In the post-GDPR world,

it seems that every online interaction comes packaged with constant reminders of data tracking. For the first time in the digital age, our data can be experienced with the most rudimentary digital verbs: VIEW your data, DOWNLOAD your data, DELETE your data. Previously taken in secret, data now comes hand in hand with consent; but have we become any more in control of our digital footprint? Is it our awareness, our potential for intervention, or is it our passive consent which gives us this shaky semblance of control?

"Digital Distancing" considers the relationship between distance and technology in the era of social distancing in order to define a framework for understanding ourselves through our data. The project is comprised of a journal, a pair of data collection and extraction tools, and visualizations of this data.

Tracker,

the first of these tools, records a user’s mouse and in-use application. In doing so, it tracks gesture, space, and time and creates three interactive visualizations of a user's computer usage.

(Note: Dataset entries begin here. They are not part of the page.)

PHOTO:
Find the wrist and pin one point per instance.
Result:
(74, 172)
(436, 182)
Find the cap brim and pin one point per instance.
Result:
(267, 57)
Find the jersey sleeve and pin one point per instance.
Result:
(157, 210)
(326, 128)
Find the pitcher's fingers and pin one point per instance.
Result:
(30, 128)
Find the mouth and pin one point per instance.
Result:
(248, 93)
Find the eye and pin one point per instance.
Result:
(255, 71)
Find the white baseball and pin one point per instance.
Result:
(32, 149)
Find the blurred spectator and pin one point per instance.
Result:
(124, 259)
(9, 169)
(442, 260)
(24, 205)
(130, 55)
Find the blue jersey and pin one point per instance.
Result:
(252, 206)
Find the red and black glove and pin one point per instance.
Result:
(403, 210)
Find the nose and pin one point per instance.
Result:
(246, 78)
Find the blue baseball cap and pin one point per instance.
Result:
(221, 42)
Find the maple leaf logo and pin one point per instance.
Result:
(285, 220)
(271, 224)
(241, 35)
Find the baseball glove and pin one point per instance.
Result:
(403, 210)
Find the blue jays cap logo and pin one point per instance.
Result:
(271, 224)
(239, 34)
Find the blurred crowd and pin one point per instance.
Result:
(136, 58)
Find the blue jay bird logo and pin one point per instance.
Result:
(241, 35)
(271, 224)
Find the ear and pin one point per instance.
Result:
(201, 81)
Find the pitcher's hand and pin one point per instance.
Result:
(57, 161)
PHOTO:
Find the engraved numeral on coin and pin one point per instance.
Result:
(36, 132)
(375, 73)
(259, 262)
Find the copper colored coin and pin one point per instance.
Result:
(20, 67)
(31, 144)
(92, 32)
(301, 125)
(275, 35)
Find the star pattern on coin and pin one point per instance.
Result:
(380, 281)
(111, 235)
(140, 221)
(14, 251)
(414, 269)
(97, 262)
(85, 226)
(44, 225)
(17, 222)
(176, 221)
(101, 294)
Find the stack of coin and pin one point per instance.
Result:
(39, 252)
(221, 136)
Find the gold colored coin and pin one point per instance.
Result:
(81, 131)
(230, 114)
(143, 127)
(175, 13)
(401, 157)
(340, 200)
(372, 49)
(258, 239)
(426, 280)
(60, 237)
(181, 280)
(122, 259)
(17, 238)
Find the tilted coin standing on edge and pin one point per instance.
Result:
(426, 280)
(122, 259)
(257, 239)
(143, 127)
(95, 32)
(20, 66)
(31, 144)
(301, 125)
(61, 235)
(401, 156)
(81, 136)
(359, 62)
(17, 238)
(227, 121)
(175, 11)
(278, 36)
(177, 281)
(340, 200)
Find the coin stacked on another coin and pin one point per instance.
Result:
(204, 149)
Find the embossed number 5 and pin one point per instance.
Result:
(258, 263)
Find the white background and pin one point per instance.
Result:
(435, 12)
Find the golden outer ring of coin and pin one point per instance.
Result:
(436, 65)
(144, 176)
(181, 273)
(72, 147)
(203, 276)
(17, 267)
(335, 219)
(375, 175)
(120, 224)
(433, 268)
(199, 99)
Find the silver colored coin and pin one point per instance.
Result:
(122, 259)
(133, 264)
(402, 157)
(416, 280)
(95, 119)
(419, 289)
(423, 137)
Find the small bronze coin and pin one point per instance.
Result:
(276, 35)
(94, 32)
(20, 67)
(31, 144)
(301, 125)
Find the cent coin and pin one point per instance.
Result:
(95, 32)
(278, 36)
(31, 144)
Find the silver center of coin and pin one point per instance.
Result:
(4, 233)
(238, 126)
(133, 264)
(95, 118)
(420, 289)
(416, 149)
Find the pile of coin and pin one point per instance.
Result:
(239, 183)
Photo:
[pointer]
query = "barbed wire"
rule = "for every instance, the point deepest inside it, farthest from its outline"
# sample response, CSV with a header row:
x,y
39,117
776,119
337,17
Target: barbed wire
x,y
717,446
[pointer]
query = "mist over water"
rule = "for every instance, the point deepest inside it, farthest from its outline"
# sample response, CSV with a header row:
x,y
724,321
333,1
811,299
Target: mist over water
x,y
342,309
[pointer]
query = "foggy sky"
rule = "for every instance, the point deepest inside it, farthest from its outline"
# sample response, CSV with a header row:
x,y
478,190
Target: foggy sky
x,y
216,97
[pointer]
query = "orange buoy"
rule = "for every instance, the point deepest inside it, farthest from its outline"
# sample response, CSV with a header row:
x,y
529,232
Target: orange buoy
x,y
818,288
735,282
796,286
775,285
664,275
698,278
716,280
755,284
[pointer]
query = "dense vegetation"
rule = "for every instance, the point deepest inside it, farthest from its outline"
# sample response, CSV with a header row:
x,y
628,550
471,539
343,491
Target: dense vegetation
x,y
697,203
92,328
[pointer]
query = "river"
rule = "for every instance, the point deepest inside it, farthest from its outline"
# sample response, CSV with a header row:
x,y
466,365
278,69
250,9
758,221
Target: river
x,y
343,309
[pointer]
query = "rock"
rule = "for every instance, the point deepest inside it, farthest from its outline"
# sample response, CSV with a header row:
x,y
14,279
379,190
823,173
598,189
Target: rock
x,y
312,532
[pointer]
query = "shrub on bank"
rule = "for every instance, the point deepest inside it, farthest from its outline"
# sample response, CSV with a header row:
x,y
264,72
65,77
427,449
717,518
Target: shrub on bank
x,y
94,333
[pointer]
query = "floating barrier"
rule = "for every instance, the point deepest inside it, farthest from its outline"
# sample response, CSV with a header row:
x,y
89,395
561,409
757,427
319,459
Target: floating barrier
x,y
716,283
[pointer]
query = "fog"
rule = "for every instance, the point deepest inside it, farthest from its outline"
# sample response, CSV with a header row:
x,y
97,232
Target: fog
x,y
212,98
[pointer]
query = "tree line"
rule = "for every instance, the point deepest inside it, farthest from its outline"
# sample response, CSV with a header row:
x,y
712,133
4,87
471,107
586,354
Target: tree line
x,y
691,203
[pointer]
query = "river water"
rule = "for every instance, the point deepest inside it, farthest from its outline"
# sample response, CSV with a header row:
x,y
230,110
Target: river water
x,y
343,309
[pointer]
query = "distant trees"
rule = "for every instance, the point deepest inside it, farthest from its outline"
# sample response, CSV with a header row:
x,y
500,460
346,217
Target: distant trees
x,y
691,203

First, it produces graphs which illuminate paths and hotspots, allowing a user to query, segment, and animate their data. Second, it produces maps which distribute data across quadrants and can be scaled to re-layer the encoded information. Third, it produces a readable pair of lists which highlight the texture and patterns created by inflection points where a user switches between applications.

Tracer

extracts Exif metadata from images, specifically their coordinates and timestamps and creates three opposing visual representations of a user's movement through physical space. In doing so, the Tracer draws paths which illustrate alternative geometries. Rather than mapping data to physical locations for the purpose of surveillance or tracking, the Tracer considers coordinates abstractly. First, it produces unsorted paths which are rendered in random order—these paths are unpredictable in shape and difficult to trace. Second, it produces sorted paths rendered in chronological order according to the images' timestamps, resulting in traceable, logical paths. Third, it produces overlaid paths which combine both sorted and unsorted paths of the same image sets.

That is all to say,

devoid of context, it is unclear if this data serves a "function". But when we ask questions of "function" and "purpose", it becomes obvious how unfamiliar our data is, despite having always been in our peripheries. Defamiliarization is the Tracer's primary goal, and it does so by interpreting our physical experiences in digital contexts. By highlighting the data embedded in our visual artifacts, it serves as a method of reorganization.

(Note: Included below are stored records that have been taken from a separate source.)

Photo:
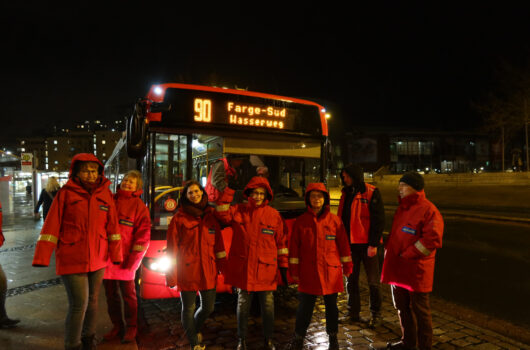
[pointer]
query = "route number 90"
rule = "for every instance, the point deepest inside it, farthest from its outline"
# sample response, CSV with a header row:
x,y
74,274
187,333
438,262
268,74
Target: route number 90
x,y
203,110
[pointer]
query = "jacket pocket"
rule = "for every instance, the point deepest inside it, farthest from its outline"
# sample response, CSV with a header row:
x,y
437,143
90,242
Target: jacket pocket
x,y
267,267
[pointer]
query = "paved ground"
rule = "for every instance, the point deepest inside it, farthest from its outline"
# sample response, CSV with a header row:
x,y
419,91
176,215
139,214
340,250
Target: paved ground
x,y
37,297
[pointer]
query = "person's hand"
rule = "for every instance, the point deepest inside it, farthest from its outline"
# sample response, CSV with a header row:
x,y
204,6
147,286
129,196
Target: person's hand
x,y
371,252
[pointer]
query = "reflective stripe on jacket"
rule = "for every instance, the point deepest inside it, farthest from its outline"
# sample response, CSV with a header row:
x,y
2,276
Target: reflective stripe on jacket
x,y
410,250
135,230
194,244
81,227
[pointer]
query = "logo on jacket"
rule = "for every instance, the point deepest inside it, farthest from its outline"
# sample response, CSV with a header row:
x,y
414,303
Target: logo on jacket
x,y
126,222
267,231
408,230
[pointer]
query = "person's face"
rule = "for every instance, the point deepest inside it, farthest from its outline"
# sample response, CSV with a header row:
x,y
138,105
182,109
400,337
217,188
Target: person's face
x,y
129,183
258,195
347,179
405,190
88,172
316,200
194,194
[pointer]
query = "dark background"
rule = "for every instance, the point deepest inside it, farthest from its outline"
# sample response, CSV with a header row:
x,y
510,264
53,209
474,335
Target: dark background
x,y
411,64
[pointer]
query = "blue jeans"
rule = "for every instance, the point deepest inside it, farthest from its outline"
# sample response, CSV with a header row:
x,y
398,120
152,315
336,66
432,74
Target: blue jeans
x,y
266,301
305,311
192,320
82,290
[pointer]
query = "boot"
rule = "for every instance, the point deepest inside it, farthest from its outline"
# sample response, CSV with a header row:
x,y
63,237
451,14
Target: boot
x,y
333,342
130,335
297,343
89,342
241,344
113,333
269,344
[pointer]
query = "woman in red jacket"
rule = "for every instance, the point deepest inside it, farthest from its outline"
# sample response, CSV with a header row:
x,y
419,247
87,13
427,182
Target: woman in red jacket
x,y
317,249
258,249
195,244
82,228
135,230
5,322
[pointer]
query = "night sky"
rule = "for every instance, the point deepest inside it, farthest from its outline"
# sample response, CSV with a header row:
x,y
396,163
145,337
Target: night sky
x,y
396,64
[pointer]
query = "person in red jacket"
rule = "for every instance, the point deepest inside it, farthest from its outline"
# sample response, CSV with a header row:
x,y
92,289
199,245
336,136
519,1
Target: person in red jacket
x,y
258,249
196,246
319,254
5,322
82,228
363,214
408,267
118,280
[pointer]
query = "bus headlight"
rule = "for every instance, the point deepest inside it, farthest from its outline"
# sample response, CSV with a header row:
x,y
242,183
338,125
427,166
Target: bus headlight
x,y
162,264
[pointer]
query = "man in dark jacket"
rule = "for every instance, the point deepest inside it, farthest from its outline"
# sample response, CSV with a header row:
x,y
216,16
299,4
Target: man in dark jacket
x,y
363,214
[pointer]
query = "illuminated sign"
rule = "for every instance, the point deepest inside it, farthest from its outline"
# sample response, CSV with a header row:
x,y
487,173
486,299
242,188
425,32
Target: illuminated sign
x,y
223,109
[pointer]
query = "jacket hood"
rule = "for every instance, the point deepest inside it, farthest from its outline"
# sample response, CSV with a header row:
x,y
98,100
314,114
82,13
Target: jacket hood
x,y
356,173
85,157
255,182
317,186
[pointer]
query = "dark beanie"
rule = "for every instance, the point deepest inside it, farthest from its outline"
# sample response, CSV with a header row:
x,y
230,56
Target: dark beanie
x,y
413,179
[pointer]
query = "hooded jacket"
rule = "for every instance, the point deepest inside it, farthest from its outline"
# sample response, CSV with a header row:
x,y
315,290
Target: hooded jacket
x,y
259,246
410,250
81,226
196,246
135,230
361,209
319,249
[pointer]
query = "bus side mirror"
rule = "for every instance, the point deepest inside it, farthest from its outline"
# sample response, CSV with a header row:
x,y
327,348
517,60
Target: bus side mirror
x,y
137,132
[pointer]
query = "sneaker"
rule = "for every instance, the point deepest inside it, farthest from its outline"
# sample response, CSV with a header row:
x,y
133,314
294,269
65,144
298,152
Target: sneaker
x,y
130,335
113,333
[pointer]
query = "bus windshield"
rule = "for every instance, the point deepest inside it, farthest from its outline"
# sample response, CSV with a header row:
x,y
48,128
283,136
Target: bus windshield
x,y
289,167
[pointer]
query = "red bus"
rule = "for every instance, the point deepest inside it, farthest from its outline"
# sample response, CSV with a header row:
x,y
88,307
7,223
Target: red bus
x,y
178,131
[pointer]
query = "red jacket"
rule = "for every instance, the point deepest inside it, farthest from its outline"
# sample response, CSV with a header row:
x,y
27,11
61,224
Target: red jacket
x,y
82,227
258,242
410,250
318,247
194,244
135,230
360,214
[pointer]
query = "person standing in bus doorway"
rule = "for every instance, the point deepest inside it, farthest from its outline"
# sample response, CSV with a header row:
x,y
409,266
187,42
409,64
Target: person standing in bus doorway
x,y
82,228
223,176
193,239
258,249
118,280
317,248
5,321
408,267
363,214
46,197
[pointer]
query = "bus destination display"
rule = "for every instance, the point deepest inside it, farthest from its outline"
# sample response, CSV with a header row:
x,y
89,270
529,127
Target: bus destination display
x,y
240,110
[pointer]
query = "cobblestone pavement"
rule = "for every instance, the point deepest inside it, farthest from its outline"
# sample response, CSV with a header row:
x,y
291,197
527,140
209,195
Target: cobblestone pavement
x,y
163,329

This data, similar to mouse coordinates, exists like radio static in the background of our digital environments. The Tracker—by centering the minutia and creating mass amounts of it—seeks to reverse the conversation, serving as a platform for reflection, commentary, and retort. The estranged images we're left with are untraceable maps between windows, images, and points of interest.

Rather than tracking tasks and analyzing trends for the purpose of creating a sellable product, these tools only make us more aware of ourselves. They reduce all interactions to data, but in the end, it must be asked if through this process of data collection, if we've actually gained anything at all. And how can we claim that this data is personal when we've never before seen it, and certainly don't recognize it?

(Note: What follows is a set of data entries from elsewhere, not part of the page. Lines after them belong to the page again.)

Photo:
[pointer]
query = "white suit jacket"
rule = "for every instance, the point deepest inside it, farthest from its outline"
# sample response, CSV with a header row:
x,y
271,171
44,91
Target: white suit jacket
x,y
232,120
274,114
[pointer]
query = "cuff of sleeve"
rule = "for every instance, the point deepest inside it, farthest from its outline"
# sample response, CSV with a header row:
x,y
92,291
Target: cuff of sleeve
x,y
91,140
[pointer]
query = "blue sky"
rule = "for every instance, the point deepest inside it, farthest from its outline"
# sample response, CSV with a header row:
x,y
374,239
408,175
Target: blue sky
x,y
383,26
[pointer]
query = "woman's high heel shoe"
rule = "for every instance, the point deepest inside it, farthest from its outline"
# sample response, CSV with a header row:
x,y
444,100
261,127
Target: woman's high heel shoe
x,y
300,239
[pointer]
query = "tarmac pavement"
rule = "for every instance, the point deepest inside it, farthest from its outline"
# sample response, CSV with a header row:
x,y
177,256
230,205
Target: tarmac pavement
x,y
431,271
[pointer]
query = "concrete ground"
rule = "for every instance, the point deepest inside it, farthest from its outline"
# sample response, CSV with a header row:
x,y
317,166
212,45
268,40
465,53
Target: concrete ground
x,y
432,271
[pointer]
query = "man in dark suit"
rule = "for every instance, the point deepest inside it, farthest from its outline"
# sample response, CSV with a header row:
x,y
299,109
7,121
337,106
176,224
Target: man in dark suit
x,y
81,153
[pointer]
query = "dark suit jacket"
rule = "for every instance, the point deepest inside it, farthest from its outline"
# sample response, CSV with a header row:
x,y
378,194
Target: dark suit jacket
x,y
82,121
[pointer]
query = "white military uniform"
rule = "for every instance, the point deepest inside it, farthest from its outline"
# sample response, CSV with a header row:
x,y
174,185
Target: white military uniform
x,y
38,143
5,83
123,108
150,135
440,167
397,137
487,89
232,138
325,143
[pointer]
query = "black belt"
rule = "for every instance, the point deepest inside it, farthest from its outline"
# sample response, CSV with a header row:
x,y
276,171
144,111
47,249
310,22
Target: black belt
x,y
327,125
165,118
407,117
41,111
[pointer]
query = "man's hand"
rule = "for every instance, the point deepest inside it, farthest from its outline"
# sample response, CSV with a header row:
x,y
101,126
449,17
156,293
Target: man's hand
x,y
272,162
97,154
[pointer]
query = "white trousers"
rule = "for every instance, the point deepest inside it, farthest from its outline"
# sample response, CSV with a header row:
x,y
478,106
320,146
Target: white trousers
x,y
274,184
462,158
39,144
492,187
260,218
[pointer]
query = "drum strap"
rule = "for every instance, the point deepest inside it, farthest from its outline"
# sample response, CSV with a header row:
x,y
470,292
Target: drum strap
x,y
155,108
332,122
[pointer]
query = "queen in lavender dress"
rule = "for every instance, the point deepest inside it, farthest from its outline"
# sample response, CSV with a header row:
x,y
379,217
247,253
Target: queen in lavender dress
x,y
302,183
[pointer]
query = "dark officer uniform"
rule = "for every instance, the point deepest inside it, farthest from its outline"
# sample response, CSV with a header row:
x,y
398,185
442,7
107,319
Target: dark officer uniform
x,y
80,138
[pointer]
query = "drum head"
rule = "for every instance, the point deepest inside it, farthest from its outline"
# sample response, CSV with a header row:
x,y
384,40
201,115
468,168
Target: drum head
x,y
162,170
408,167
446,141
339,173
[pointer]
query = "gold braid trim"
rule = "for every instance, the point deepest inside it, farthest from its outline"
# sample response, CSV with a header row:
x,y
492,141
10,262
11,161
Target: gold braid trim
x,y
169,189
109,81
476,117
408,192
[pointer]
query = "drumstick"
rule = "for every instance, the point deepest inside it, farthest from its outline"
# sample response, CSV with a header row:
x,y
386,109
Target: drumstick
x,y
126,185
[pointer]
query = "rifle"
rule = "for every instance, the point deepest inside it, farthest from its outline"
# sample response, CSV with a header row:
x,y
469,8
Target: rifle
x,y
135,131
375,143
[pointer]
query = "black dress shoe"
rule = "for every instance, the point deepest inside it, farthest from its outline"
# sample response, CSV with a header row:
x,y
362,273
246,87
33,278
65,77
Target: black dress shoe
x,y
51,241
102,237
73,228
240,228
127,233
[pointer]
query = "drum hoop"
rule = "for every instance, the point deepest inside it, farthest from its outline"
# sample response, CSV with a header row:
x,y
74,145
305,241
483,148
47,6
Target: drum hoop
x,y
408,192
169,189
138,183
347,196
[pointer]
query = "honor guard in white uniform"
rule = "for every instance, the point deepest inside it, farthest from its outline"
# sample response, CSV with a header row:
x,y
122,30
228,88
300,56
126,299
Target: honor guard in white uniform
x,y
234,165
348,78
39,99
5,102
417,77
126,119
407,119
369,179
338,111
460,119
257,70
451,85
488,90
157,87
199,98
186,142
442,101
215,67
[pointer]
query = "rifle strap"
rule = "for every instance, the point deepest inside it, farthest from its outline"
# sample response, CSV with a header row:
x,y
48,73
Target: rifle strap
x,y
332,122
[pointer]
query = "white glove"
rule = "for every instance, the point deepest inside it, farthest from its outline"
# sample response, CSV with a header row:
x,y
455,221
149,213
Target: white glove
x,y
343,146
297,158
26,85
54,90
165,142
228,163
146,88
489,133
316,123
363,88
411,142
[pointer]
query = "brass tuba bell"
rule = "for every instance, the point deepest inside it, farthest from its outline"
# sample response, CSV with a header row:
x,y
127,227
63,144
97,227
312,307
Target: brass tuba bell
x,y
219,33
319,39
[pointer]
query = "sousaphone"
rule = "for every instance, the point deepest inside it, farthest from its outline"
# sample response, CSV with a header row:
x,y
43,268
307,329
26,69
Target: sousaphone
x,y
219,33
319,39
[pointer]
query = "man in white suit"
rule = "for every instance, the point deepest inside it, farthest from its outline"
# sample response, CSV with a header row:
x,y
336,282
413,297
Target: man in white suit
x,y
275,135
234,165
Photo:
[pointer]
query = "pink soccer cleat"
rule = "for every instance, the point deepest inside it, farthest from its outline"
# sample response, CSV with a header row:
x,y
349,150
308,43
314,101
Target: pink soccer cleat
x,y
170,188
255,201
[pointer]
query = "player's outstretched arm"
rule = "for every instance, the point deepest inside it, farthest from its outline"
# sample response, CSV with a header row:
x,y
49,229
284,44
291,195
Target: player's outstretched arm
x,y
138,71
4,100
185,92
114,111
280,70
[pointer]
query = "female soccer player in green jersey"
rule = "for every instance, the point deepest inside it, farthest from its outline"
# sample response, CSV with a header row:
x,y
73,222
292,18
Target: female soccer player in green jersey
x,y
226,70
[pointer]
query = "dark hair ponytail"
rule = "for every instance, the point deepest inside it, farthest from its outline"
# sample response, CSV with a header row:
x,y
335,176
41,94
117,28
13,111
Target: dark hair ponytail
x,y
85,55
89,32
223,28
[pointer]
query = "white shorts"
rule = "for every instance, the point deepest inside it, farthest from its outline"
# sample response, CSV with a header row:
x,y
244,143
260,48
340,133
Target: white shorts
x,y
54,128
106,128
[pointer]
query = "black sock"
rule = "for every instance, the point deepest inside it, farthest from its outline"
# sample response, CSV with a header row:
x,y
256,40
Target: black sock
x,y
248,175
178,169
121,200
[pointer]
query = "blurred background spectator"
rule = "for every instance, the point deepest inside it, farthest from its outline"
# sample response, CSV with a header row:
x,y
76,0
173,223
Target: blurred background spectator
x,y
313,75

Why do we need a computer to perform these tasks for us, anyway? Could humans not pay attention to these pieces of data, ourselves? Maybe most crucially, have we ever thought to ask if any of this is fun or arousing? That is, do we like our data and what it allows us to see, feel, and believe?

Who defines digital behavior, and what differentiates it from our physical behavior? How are we learning to develop technological biases? And as we socially distance and learn to be hyper-aware of how we move through public, physical spaces, how are we (re-)learning to move through our private, digital spaces?